足がつる場所は「ふくらはぎ(腓腹筋)」がもっとも多く、左右両方に起こるケースも目立ちました。
この結果から、腰部脊柱管狭窄症の患者は、健康な人と比べて約4.6倍もこむら返りを起こしやすいということが分かりました。
【手術で症状は改善する?残るしびれとこむら返りの関係】
腰部脊柱管狭窄症では、歩行障害や神経の圧迫を改善するために、手術(除圧術)を行うことがあります。
しかし、今回の研究では、手術を受けた患者のうち、
- こむら返りが 改善した人は18.2%
- 変わらない人が45.5%
- 悪化した人が26.1%
という結果になりました。
つまり、手術をしても半数以上の人でこむら返りが改善しなかったのです。
また、こむら返りを訴えた人の多くが、手術後も しびれや神経痛が残っていたという共通点がありました。特に、しびれがある人の80.2%にこむら返りが見られたのに対し、しびれがない人では51.3%にとどまりました。
このことから、神経へのダメージが回復しきっていないことが、こむら返りの原因になっている可能性が高いと考えられます。
【こむら返り対策と今後の治療法に向けて】
多くの患者が悩む「こむら返り」ですが、実際に何らかの治療を受けていた人は少数でした。
- 約半数(58人)は何の治療もしていない
- 薬物療法を受けていたのは9人(ビタミンBや筋弛緩薬など)
- マッサージや鍼灸を受けていた人も一部あり
また、こむら返りの原因となる可能性がある薬(利尿薬、降圧剤、スタチンなど)を服用しているかどうかと、こむら返りの頻度には統計的な関連性は見られませんでした。

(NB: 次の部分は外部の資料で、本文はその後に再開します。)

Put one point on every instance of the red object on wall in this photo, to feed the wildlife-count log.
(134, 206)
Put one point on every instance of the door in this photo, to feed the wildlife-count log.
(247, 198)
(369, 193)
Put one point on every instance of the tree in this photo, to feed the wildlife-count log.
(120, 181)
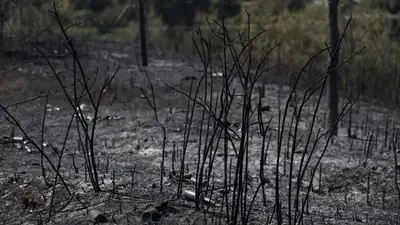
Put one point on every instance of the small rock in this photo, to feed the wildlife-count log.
(151, 215)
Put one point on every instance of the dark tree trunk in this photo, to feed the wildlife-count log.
(142, 24)
(334, 76)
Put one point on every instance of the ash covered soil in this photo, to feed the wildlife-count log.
(128, 148)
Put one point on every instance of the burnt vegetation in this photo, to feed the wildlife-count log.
(232, 130)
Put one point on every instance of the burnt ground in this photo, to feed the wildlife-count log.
(131, 143)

このことから、腰部脊柱管狭窄症自体がこむら返りの主要な原因であると考えられます。
では、どうすればいいのでしょうか?
現時点で有効とされる方法には以下のようなものがあります:
- ふくらはぎのストレッチ(寝る前に行うと効果的)
- マッサージや温熱療法
- ビタミンやミネラルの補給(特にマグネシウムやビタミンB群)
- https://naruoseikei.com/blog/2024/12/vitamink2cramp.html
- 十分な水分補給と適度な運動
ただし、医学的に確実に効果があると証明された方法はまだ少なく、今後の研究が待たれています。
【まとめ:腰痛だけじゃない!「つる」症状もLCSの重要なサイン】
腰部脊柱管狭窄症といえば、「足がしびれる」「歩きにくい」といった症状がよく知られています。

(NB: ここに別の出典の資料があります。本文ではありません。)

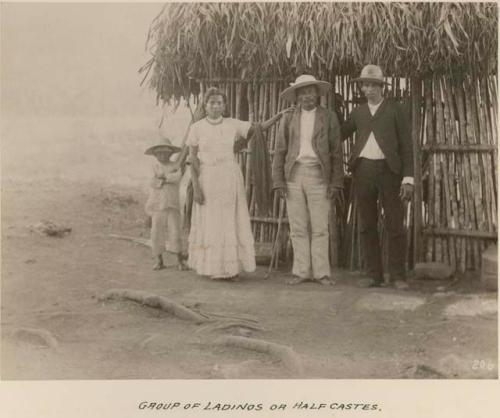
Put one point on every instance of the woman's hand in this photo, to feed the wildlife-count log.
(406, 192)
(198, 196)
(337, 195)
(282, 192)
(287, 110)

しかし、この研究によって、「こむら返り(夜間の足のつり)」もまた、患者の生活の質を大きく下げる重要な症状のひとつであることが明らかになりました。
そして残念ながら、手術だけではこむら返りが完全に改善しないケースが多いことも分かっています。
腰部脊柱管狭窄症の患者さんやご家族、医療従事者の方々には、ぜひ「こむら返り」も見逃せない症状として捉え、日常生活の中での対策や治療を検討していただきたいと思います。
引用論文
Matsumoto M, Watanabe K, Tsuji T, et al. Nocturnal Leg Cramps: A Common Complaint in Patients With Lumbar Spinal Canal Stenosis. SPINE. 2009;34(5):E189-E194.